CAIRO, Egypt - American diplomats believe Egyptian President Hosni Mubarak would have a tough time persuading power brokers in the military to accept his son as his successor, according to leaked U.S. Embassy memos.
The documents, released by the WikiLeaks website Tuesday, conclude that Mubarak might be able to install his son if he does so before his death and steps aside. If the elder Mubarak dies in office, however, the succession scenario becomes "messier," with no guarantee of military support for his son but also few other clear alternatives, the memos say.
It is Egypt's most intriguing question: Who will succeed the 82-year-old Mubarak? He is widely believed to be grooming his son Gamal for the role. A presidential election will be held next year, and it is still not certain if the elder Mubarak will run again.
One of the internal diplomatic messages described the military as the "key stumbling block" for a Gamal candidacy.

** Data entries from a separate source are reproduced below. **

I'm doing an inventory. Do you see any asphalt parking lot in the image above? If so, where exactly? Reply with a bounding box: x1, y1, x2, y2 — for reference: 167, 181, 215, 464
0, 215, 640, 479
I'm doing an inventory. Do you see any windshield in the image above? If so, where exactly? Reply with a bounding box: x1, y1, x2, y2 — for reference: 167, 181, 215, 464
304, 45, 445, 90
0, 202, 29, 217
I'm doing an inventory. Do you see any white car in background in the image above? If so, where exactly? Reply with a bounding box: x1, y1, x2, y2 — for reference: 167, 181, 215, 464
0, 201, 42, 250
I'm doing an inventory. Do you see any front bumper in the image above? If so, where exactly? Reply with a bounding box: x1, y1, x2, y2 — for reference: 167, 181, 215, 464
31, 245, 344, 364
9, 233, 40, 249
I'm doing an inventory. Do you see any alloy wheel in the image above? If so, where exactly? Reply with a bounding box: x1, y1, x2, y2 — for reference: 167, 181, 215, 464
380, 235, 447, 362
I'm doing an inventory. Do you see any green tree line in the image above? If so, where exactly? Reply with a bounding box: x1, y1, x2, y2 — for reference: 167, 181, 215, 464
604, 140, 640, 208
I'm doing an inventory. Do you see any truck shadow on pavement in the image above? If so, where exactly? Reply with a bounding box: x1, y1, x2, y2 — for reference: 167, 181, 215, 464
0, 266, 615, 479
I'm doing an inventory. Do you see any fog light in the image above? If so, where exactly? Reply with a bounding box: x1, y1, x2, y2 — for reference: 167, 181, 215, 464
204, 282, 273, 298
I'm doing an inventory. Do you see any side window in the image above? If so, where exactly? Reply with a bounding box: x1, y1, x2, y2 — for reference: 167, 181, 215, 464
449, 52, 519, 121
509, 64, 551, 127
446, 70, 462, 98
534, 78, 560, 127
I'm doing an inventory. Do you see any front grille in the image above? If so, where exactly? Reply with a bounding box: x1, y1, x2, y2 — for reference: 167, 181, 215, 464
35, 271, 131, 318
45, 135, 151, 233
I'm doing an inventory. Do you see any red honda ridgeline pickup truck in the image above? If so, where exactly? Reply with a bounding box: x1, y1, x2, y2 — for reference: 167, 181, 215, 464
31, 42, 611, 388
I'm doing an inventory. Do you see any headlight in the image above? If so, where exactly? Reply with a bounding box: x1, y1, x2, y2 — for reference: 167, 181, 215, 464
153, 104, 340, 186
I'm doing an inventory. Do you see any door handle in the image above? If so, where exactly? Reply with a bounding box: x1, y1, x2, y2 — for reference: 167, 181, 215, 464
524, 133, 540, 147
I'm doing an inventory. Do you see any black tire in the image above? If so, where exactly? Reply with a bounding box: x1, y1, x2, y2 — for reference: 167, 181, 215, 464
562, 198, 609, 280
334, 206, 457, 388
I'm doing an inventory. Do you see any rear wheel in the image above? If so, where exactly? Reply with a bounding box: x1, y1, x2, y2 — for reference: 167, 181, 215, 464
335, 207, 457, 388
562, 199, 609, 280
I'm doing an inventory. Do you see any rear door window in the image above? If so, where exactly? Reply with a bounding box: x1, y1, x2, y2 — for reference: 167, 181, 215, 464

"Gamal didn't serve as a military officer and we believe he didn't complete his compulsory service," said the memo, written by former U.S. Ambassador Francis J. Ricciardone and dated May 14, 2007.
"His power base is his father, and so while he could conceivably be installed prior to Mubarak's death, the task would become far more difficult . . . once the pharaoh has departed the scene," he added, relying on the opinions of observers who were not identified.
Gamal, at 46 the younger of the president's two sons, is a Western-trained banker-turned-politician who has risen up in the ranks of the ruling party since 2002. He heads the party's powerful policy committee and was appointed its assistant chairman in 2006.
Mubarak never appointed a vice president, further complicating the question of who will succeed him. He was vice president when Muslim extremists gunned down President Anwar el-Sadat during a military parade in Cairo in 1981. Mubarak then became president and has held the office ever since.